Florida officials have rejected a rule that would have expanded a ban on auto insurance surcharges for drivers involved in collisions where they were not found at fault.

The state currently prohibits insurers from surcharging existing customers with not-at-fault accidents on their driving records; the Office of Insurance Regulation (OIR) wanted to change the rule to ban insurers from surcharging new business applicants as well.

But members of the Florida Financial Services Commission would not go along with the OIR request. The commission, consisting of Florida Gov. Charlie Crist, CFO Alex Sink, Attorney General Bill McCollum, and Department of Agriculture and Consumer Services Commissioner Charles H. Bronson. Only Gov. Crist favored adopting the rule change.

Insurance Commissioner Kevin McCarty said he believed lawmakers intended the original statute to apply to both applicants as well as existing customers.

“Insurers do not insure applicants. Insurers insure policyholders. Applicants don’t pay premiums, policyholders pay premiums,” he said, suggesting it made no sense to assume the statute would treat applicants differently.

But the commission heard from insurance industry and was persuaded to keep the surcharge ban to existing business only.

Insurers told the commission that changing the rule would restrict options for applicants looking for insurance because some insurers might choose to refuse to write policies for applicants with not-at-fault accidents on their records.

“Applicants with not-at-fault or, more accurately, unproven fault accidents on their driving records will likely see increased rates and find it more difficult to obtain coverage, if the rule change were to pass,” testified Liz Reynolds, Southeast state affairs manager for the National Association of Mutual Insurance Companies (NAMIC). “It makes sense to require insurers to ascertain fault before surcharging existing policyholders- because companies have access to information necessary for making such a determination.
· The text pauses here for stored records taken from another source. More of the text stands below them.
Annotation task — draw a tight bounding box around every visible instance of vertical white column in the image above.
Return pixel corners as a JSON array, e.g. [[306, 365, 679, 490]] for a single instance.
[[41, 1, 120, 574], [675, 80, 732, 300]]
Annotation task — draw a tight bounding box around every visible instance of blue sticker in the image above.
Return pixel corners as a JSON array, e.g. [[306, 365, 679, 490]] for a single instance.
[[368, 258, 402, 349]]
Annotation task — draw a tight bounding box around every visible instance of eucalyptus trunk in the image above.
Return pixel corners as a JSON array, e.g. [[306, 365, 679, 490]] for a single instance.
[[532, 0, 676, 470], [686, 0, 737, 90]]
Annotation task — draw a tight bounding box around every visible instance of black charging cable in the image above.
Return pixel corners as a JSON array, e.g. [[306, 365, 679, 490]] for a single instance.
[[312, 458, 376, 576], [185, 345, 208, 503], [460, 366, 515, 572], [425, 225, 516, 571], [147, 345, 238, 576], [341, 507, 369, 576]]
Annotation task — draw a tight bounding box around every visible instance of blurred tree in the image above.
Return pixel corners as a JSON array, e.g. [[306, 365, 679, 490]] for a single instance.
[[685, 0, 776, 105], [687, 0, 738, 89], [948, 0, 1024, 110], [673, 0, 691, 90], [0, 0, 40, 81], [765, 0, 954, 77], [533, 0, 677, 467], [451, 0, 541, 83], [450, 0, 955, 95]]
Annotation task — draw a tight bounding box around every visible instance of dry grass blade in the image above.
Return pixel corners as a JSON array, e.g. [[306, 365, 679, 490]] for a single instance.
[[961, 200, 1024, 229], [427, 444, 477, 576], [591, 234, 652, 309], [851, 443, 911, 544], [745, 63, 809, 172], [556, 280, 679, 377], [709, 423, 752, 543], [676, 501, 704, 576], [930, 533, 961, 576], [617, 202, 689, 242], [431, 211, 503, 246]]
Applicants, however, are a different story.”

Insurance companies don’t have access to information that would reveal whether an applicant with an unproven fault accident is truly blameless, Reynolds said. Drivers who have been at fault for past accidents are more likely to have insurance claims in the future, she maintained.

“If applicants with clean records must be pooled with applicants with unproven fault accidents on their records, then rates will rise for all because losses for the group will increase,” Reynolds testified. “Pricing will be less accurate and low-risk, or clean, drivers will subsidize high-risk drivers.”

Reynolds also said insurance companies could choose to reject applicants with accidents on their records. “The rule would, in fact, give insurers an incentive to do so. This ultimately could lead to private market disruption and growth in the residual market.”

Brian Newman, representing the Florida Insurance Council, agreed that the rule change would mean less choice for applicants with unproven accidents on their record.